# oils



## paulc (13 May 2004)

I definitely lost a few pounds ripping through that iroko , but i'm just about finished my first workbench , its frame is made of red deal and worktop and backboard from iroko with a plywood tool well, what wood be the best oil or finish for these materials for maximum protection ? Cheers, paulc


----------



## Midnight (13 May 2004)

I gave some thought to that after finishine my tail vice project... decised on organoil... it doesn't offer too much scratch protection, but given that the wood's going to move over time, it'd be easy to plane it flush again....

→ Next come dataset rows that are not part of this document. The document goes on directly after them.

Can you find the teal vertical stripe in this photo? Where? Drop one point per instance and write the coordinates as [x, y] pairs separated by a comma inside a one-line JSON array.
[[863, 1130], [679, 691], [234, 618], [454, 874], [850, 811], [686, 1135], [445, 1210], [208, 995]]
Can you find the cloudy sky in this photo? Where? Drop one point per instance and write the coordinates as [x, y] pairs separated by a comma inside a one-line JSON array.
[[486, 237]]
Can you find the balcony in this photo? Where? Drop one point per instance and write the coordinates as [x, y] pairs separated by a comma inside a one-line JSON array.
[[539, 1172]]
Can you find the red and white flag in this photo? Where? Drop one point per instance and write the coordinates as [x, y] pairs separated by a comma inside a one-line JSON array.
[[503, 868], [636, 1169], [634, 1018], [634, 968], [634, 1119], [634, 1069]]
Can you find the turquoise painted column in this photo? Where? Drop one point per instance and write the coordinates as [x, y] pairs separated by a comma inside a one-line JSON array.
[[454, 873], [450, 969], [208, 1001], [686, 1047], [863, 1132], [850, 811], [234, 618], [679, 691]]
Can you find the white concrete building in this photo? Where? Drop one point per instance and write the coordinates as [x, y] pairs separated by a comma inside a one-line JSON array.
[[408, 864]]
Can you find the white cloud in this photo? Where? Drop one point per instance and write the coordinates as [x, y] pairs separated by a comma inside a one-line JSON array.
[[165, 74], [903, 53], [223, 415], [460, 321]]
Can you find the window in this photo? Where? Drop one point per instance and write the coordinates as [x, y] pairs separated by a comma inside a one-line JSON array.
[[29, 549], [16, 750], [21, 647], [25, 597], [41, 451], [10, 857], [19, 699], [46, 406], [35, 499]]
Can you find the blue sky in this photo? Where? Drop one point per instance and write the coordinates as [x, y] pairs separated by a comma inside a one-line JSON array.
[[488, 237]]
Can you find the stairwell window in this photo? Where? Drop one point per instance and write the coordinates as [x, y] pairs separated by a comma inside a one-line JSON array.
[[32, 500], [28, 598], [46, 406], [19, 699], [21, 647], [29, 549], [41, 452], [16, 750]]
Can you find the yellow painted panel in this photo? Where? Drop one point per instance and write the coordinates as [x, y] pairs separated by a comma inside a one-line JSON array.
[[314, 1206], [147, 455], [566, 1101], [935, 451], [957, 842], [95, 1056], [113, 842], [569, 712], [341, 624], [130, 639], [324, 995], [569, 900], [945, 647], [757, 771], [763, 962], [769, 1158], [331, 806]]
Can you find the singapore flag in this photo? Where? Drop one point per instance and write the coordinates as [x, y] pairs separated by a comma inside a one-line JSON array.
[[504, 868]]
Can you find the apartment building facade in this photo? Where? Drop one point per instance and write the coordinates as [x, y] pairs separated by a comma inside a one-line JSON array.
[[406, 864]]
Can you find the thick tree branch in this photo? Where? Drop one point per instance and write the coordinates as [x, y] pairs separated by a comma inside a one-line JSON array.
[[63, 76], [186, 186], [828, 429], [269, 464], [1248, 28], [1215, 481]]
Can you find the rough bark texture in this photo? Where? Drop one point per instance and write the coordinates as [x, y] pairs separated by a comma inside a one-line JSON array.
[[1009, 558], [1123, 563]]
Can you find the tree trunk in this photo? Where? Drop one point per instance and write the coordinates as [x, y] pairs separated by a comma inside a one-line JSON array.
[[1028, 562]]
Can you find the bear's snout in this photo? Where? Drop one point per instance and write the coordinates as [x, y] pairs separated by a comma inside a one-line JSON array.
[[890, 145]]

a varnish or similar would need stripping first..


----------



## Philly (14 May 2004)

Paul
I used a product called "Patina", which is a wipe on varnish. Search the forum for more info on this. It is pretty easy to apply and is water and heat resistant. Also it is easy to touch up if damaged.
Cheers,
Philly


----------



## Anonymous (15 May 2004)

Sadly couldnt get my hands on any 'organoil' or 'patina' , impatience got the better of me and i have used 'Rustins' Danish oil , it says apply three times , its pretty sticky after the first coat so Im apprehensive as to whether it would be wise to stick on another , any suggestions? on the upside its gone some way to covering up the scarified interlocked grain on my iroko worktop


----------



## DaveL (15 May 2004)

Mike,

I have not used Rustins Danish oil but Liberon finishing oil. I understand that they are both based on Tung oil and are quite similar. 
This is how I use the finnish oil, apply a coat I use a brush but you can use a rag if you like.  
Wait 10 minutes, then with a clean rag, wipe off the excess oil. For big jobs you need a supply of rags and be careful with the used ones. They can self ignite, spread them to dry before chucking them in the bin. :shock: 
Leave the oil to dry, Liberon recommend 5 hours and repeat the process. 
Cut back before the final coat, which depending on what your doing could be anything from 3 to 7 or 8. Stand back and admire finnish.


----------



## trevtheturner (15 May 2004)

Hi Paulc,

The only supplier I know of for 'Patina' is Screwfix.

Re: Danish oil - don't have any to hand at the mo. but it probably has a much longer drying time than Liberon Finishing Oil (all to do with the drying agents added to the oils).

Other than that I go along exactly with what DaveL says and have found it works well.

Trev.


----------